The objective of this study was to compare two nursing unit designs
in facilities for persons with AIDS. The two dependent variables
were noise level and distance walked by nurses. There were two
hypotheses. The first was that nursing staff would walk more in the
large rectangular units. This has been suggested in previous
studies (e.g., Trites et al. 1970). The second hypothesis was that
noise levels would be lower in the more compact radial design
because this design would use fewer staff. In addition, because
patients are visible from the nursing station, they might be less
likely to create noise by using the nurse call system. Although
studies have measured noise levels on nursing units, these levels
have not been compared for differing unit configurations. If both
the hypotheses are supported, radial plans can be presumed more
effective in these ways.
Walking
Nurses spend a lot of time walking. A study of 17 nurses
participating in 37 shifts indicated that the average nurse in a
general ward walked approximately 6,260 meters (3.89 miles) and
8,260 meters (5.13 miles) in an intensive care ward (Bauer and
Knoblich 1978). In a nursing home study, Burgio et al. (1990) noted
that almost 28.9 percent of nursing staff time was spent walking.
This came second to patient-care activities, which accounted for
56.9 percent of observed behavior. It follows that if less time is
spent walking, more time will be available to spend with patients
or on activities that would improve patient care. Seelye (1982)

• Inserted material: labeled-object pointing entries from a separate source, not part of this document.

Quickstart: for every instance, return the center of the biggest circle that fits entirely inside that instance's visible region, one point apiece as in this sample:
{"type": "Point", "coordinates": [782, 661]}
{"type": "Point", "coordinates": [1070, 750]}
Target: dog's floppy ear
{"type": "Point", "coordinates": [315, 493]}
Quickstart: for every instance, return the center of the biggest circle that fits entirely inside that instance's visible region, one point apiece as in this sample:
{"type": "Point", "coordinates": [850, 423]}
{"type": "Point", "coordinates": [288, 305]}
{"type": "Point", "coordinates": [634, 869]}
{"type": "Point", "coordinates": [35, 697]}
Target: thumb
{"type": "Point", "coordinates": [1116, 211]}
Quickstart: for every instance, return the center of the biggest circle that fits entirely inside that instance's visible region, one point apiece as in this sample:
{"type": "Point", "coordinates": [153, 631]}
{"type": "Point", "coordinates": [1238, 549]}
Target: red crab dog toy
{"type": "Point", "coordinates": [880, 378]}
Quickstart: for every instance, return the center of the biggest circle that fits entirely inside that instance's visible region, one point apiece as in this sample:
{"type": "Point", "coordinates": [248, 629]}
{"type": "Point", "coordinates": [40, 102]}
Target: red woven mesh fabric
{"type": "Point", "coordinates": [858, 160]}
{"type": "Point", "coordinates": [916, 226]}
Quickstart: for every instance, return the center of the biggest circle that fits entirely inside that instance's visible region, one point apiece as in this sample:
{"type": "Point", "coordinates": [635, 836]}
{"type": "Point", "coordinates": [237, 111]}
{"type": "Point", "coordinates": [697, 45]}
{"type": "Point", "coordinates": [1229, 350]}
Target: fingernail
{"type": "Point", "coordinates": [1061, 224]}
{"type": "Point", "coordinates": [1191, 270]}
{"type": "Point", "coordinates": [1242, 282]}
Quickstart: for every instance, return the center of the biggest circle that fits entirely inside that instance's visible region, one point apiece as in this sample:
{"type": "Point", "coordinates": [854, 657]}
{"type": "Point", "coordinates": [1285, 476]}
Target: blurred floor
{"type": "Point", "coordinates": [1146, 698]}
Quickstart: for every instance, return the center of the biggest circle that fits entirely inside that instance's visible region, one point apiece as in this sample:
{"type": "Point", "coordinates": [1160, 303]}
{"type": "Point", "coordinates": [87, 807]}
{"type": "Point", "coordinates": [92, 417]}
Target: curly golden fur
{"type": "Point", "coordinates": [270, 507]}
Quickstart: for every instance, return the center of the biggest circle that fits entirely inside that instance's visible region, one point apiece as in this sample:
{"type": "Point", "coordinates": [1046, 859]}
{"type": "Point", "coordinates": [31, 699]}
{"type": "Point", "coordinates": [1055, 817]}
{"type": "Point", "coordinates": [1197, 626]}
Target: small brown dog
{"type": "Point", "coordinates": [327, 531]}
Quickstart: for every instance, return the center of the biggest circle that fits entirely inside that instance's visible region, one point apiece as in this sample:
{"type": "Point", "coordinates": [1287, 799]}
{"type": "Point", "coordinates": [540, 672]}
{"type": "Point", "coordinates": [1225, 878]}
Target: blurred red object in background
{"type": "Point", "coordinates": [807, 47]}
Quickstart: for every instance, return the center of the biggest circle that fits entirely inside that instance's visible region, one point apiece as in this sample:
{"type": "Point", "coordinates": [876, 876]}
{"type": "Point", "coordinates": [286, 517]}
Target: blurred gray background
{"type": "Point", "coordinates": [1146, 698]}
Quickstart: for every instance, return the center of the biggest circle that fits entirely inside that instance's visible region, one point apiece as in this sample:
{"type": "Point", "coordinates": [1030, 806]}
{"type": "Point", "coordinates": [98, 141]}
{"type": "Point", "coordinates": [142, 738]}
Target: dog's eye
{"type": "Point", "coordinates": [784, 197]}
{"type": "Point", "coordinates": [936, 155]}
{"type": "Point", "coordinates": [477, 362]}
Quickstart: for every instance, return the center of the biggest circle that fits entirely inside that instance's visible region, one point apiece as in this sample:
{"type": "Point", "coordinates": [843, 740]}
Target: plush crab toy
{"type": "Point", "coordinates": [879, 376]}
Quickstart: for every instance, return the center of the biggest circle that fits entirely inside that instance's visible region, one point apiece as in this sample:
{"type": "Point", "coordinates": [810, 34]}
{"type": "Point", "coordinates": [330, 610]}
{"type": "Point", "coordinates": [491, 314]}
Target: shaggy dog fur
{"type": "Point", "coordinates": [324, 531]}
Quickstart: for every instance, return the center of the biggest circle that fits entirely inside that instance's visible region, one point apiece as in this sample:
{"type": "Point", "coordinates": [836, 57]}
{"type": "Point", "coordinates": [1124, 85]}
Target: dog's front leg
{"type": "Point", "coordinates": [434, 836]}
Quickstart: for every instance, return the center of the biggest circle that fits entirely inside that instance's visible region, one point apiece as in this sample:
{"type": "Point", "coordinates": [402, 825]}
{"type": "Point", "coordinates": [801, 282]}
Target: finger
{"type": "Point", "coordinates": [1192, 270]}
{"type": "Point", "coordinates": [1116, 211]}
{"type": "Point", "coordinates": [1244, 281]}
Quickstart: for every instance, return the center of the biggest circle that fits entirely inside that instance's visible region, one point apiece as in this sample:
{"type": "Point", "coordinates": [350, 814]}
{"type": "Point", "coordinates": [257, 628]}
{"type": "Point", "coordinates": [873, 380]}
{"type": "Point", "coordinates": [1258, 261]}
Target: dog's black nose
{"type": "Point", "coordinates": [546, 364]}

noted that travel distance and patient contact are the two most
important issues affecting nursing care.
In addition to the anecdotal reports of reduced walking in cluster
units (e.g., Fisher 1982), there are related studies on the
relationship between unit design and walking. A study at Rochester
Methodist Hospital in Minnesota (Sturdavant 1960) compared two
intensive care units, one with a radial design and the other with a
single-corridor design. Sturdavant found that fewer trips were made
to patient rooms in the cluster units due to the increased visual
supervision of the patient from the nursing station, while the
average time spent with patients was equivalent (39 percent to 40
percent). Increased patient visibility also enabled the head nurse
to participate more in patient care in the radial unit than in the
rectangular unit. Staff expressed greater satisfaction with the
radial unit as well.
Noise
Several studies have found links between noise and stress-related
physiological changes (e.g., Glass, Singer, and Friedman 1969). In
healthcare environments, inappropriately high noise levels can
adversely affect patients and staff (Falk and Woods 1973). More
specifically, increased noise level is a stressor for
immunocompromised patients (Griffin 1986). Although the maximum
sound level recommended for a hospital is 45 decibels, Hilton
(1985) recorded levels that range from 50 to 80 decibels in an
acute nursing unit. Lack of noise control has been identified as an
element that contributes to a patient's sense of helplessness. In
addition, noise levels may contribute to the occurrence of
medication and charting errors by the staff in a patient
unit.
Sources of noise in an inpatient unit include the movement of
people and equipment, computer printers, telephones, staff and
patient conversations, patient noises, public address system
messages, and alarms. Haslam (1970) listed the following primary
sources of noise, in order of their level of irritation to
patients: conversations between staff, visitors, and patients;
sounds from patients in distress; noises from mechanical devices;
and sounds from television and radio. One of the most disturbing
noises to patients has been identified as talking in the hallway
(Topf 1985). Redding, Hargest, and Minsky (1977) noted that three
physicians talking in the hallway generated 68 dB. High noise
levels in the corridors may be a result of long corridors and
increased distance from the nurses' station. Staff may tend to have
miniconferences in the hallways instead of walking all the way back
to the nurses' station. Also, the staff cannot see patients (as is
common in rectangular designs), patients make noise to get staff
attention. Bells and the rattling side rails generate 78 dB and 80
dB at 10 feet, respectively (Redding, Hargest, and Minsky
1977).
Relationships have also been found between noise and physiological
responses. Kryter (1985) identified the following six
responses:
- Vasoconstriction of the peripheral blood
vessels
- Altered breathing rate
- A modification in galvanic skin response
- Skeletal and muscular tension
- Gastrointestinal motility changes
- Blood and urine chemical modifications.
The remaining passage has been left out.